In [None]:
!pip install transformers datasets torch --quiet

In [None]:
from google.colab import drive
drive.mount('/content/drive')

In [None]:
import torch
import torch.nn as nn
from transformers import BertModel, BertTokenizer


In [None]:
tokenizer = BertTokenizer.from_pretrained('bert-base-uncased')
transformer = BertModel.from_pretrained('bert-base-uncased')
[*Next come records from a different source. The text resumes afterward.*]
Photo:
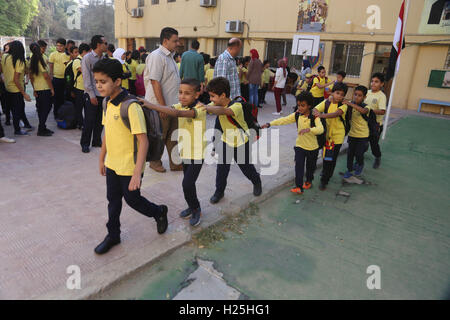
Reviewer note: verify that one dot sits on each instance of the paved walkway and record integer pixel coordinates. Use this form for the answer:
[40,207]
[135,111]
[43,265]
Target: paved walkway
[54,210]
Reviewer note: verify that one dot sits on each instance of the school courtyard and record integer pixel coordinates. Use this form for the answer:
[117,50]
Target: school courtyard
[315,246]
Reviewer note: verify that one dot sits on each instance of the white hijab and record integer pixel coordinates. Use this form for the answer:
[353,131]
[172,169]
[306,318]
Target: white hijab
[118,55]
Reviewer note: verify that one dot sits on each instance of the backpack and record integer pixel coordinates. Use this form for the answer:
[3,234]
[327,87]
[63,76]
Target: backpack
[153,124]
[66,116]
[139,84]
[69,76]
[250,116]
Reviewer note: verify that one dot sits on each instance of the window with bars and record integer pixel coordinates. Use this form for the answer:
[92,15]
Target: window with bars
[447,61]
[347,56]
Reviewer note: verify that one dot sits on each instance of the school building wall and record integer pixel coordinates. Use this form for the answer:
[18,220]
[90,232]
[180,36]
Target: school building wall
[277,20]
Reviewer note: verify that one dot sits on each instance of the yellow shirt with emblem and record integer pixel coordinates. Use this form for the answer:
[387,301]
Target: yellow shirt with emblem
[9,70]
[75,65]
[376,101]
[315,90]
[232,135]
[120,140]
[307,141]
[191,134]
[335,126]
[59,60]
[359,128]
[39,82]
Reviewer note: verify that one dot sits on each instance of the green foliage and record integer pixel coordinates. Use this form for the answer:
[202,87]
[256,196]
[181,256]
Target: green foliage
[15,16]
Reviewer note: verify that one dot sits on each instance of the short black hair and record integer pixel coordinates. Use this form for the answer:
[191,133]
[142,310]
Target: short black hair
[343,74]
[42,43]
[195,44]
[194,83]
[218,86]
[307,97]
[340,86]
[167,33]
[96,40]
[83,47]
[378,75]
[61,41]
[363,89]
[110,67]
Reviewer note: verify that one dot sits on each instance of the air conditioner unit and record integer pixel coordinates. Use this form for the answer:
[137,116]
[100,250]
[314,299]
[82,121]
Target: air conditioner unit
[234,26]
[137,12]
[208,3]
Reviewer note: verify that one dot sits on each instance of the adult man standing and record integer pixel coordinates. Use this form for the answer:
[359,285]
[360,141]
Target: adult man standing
[92,128]
[226,66]
[162,82]
[192,64]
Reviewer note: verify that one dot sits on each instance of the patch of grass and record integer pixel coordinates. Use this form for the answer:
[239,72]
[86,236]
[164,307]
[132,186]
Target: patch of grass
[232,223]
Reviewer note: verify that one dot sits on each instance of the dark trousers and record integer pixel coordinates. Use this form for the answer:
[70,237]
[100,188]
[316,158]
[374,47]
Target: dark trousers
[262,93]
[17,104]
[356,149]
[328,166]
[43,105]
[191,172]
[92,128]
[242,157]
[317,101]
[116,189]
[79,106]
[58,99]
[302,156]
[374,143]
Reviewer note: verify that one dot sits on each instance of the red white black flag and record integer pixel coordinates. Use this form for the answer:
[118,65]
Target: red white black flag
[396,47]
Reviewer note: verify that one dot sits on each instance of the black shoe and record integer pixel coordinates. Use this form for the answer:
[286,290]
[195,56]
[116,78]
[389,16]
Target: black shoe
[44,134]
[377,163]
[322,186]
[161,222]
[185,214]
[195,219]
[216,198]
[257,189]
[106,245]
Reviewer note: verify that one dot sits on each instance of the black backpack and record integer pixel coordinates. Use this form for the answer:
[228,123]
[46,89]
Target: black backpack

The secret `HF_TOKEN` does not exist in your Colab secrets.
To authenticate with the Hugging Face Hub, create a token in your settings tab (https://huggingface.co/settings/tokens), set it as secret in your Google Colab and restart your session.
You will be able to reuse this secret in all of your notebooks.
Please note that authentication is recommended but still optional to access public models or datasets.


In [None]:
class MultiHeadAttentionPooling(nn.Module):
    def __init__(self, d_model=768, n_heads=8):
        super().__init__()
        self.n_heads = n_heads
        self.d_head = d_model // n_heads

        self.query = nn.Parameter(torch.randn(n_heads, 1, self.d_head))
        self.linear = nn.Linear(d_model, d_model)
        self.output_proj = nn.Linear(d_model, d_model)

        self.ffn = nn.Sequential(
            nn.Linear(d_model, d_model),
            nn.ReLU(),
            nn.Linear(d_model, d_model)
        )
        self.layernorm = nn.LayerNorm(d_model)

    def forward(self, Cp):
        B, T, D = Cp.shape
        Cp_heads = Cp.view(B, T, self.n_heads, self.d_head).transpose(1, 2)
        query = self.query.expand(self.n_heads, B, self.d_head).transpose(0, 1)
        query = query.unsqueeze(2)

        scores = torch.matmul(query, Cp_heads.transpose(-1, -2)) / (self.d_head ** 0.5)
        attn_weights = torch.softmax(scores, dim=-1)

        pooled = torch.matmul(attn_weights, Cp_heads)
        pooled = pooled.squeeze(2).reshape(B, -1)

        out = self.output_proj(pooled)
        out = self.layernorm(out + self.ffn(out))

        return out


In [None]:
pooling = MultiHeadAttentionPooling(d_model=768, n_heads=8)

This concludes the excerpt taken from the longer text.